Hedefe Doğru Adım Adım
Önünde hem Antalyaspor’un geleceği hem de kendi kariyeri için çok kritik 14 maç var.
Soyadının hakkını vermesini ve kaybetse bile hücum yaparak, savaşarak kaybetmesini umut ediyorum artık.
Beşiktaş maçı öncesi hiç umudum yoktu, mantığım maçı net bir skorla kaybeceğimizi söylüyordu. Maça haftalardır işlemeyen, artık iflas etmiş taktiğiyle çıktık Bülent Hocanın. Amaç futbol oynamaktan çok oynatmamak üzerine kuruluydu. Kazandığımız her topta geriye döndük. Ya Boffin ya da defans oyuncuları uzun toplarla ileri doğru şişirdiler, hücum oyuncularımız uzun Beşiktaş defansının arasında kayboldular.

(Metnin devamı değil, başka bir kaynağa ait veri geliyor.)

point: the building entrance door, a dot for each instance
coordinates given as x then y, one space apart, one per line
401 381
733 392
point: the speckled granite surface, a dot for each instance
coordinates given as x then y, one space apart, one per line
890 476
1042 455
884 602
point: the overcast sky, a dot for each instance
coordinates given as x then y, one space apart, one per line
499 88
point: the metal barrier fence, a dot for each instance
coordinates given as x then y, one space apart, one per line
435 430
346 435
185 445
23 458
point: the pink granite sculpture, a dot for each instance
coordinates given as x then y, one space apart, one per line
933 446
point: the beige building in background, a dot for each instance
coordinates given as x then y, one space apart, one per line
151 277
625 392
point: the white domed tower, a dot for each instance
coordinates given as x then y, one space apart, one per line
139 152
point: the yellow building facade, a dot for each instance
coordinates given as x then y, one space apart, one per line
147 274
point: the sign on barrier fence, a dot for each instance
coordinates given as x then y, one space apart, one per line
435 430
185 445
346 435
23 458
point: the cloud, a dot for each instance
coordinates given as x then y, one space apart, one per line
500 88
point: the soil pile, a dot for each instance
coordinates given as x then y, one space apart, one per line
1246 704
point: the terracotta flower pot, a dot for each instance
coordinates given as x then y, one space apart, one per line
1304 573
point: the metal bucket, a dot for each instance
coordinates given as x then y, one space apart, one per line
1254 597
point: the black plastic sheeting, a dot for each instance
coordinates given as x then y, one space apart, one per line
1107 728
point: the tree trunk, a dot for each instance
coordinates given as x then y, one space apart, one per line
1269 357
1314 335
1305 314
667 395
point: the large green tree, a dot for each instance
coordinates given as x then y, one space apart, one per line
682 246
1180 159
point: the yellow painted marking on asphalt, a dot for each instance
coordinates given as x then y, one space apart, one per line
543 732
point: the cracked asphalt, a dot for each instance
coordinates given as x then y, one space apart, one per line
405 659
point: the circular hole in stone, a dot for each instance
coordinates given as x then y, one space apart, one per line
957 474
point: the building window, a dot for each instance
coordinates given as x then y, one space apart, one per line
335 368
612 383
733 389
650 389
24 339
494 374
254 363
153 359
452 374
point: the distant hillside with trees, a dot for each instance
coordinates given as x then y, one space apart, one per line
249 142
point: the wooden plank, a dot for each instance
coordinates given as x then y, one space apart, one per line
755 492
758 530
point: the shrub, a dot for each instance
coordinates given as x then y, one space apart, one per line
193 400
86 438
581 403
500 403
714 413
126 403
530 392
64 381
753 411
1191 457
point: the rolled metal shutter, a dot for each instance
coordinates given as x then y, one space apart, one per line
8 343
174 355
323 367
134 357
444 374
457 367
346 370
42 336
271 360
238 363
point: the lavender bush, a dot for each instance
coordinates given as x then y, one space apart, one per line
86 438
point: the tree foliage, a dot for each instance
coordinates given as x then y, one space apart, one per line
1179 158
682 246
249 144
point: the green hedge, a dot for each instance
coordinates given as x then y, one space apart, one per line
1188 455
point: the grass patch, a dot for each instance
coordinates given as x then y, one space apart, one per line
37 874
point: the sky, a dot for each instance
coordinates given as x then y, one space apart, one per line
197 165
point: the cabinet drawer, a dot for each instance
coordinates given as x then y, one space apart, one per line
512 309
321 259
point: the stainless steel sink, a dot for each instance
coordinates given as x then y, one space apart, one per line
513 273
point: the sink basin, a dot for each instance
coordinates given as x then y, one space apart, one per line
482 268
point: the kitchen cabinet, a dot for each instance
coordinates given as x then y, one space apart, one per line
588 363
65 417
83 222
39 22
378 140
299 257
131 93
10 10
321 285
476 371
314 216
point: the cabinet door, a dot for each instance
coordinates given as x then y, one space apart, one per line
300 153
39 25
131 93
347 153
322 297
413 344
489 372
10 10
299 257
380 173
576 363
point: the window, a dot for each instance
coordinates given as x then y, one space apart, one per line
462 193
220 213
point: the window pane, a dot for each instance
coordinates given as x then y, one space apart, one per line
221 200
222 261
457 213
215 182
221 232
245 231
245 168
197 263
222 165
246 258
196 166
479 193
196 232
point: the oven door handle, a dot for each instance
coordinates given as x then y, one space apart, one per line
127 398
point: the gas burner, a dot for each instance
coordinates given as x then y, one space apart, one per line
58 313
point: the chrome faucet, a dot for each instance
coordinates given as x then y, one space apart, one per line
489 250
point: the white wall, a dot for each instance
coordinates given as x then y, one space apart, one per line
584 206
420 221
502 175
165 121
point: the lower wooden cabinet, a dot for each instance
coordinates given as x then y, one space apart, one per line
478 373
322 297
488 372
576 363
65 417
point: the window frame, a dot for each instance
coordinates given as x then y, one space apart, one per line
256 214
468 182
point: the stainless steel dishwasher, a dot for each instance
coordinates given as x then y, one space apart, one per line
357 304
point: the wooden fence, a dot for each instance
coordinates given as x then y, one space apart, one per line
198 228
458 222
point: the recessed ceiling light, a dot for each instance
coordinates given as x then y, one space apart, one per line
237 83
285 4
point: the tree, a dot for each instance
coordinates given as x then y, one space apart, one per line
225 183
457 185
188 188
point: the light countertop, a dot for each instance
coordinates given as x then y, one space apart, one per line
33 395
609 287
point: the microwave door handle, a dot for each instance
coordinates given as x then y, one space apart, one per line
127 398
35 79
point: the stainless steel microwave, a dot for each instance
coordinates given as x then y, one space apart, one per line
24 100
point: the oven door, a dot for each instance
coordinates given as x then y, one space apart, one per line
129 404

Defansın arkasına uzun top taktiği her takıma karşı uygulanmaz.
Penaltı pozisyonu maçın kırılma anı oldu. Ardından peş peşe gelen gollerle ilk yarı maç bitti.
İkinci yarı Bülent Korkmaz maç başında yapması gereken şeyi yaptı. Topu yere indirdi, takım kanatları kullanarak oynamaya ve rakibi bunaltmaya başladı. İlk golün ardından ikinci gol de gelse maçın seyri değişirdi. Yine bir defans hatasıyla maç koptu gitti.
Sahada oynanan futbolla maç skoru ters orantılıydı bana göre. Boffin’in kariyerinin en kötü maçını oynaması da buna etken oldu. Salih Dursun haftalardır sahanın en kötüsü. Dün gece de bence Boffin ile beraber sahanın en kötüsüydü. Diego ve Celustka’nın bu takım için ne kadar önemli isimler olduğunu dün gece bir kez daha gördük.
Önümüzde çok kritik bir Çaykur Rizespor maçı var. Kazanırsak derin bir oh çekeriz, önümüze bakarız. Beraberlikte krizi bir hafta daha öteleriz. Eğer kaybedersek Bülent Korkmaz’ın hedefi olan ligde kalma mücadelesinin ortaklarından biri olmak adına önemli bir adım atarız.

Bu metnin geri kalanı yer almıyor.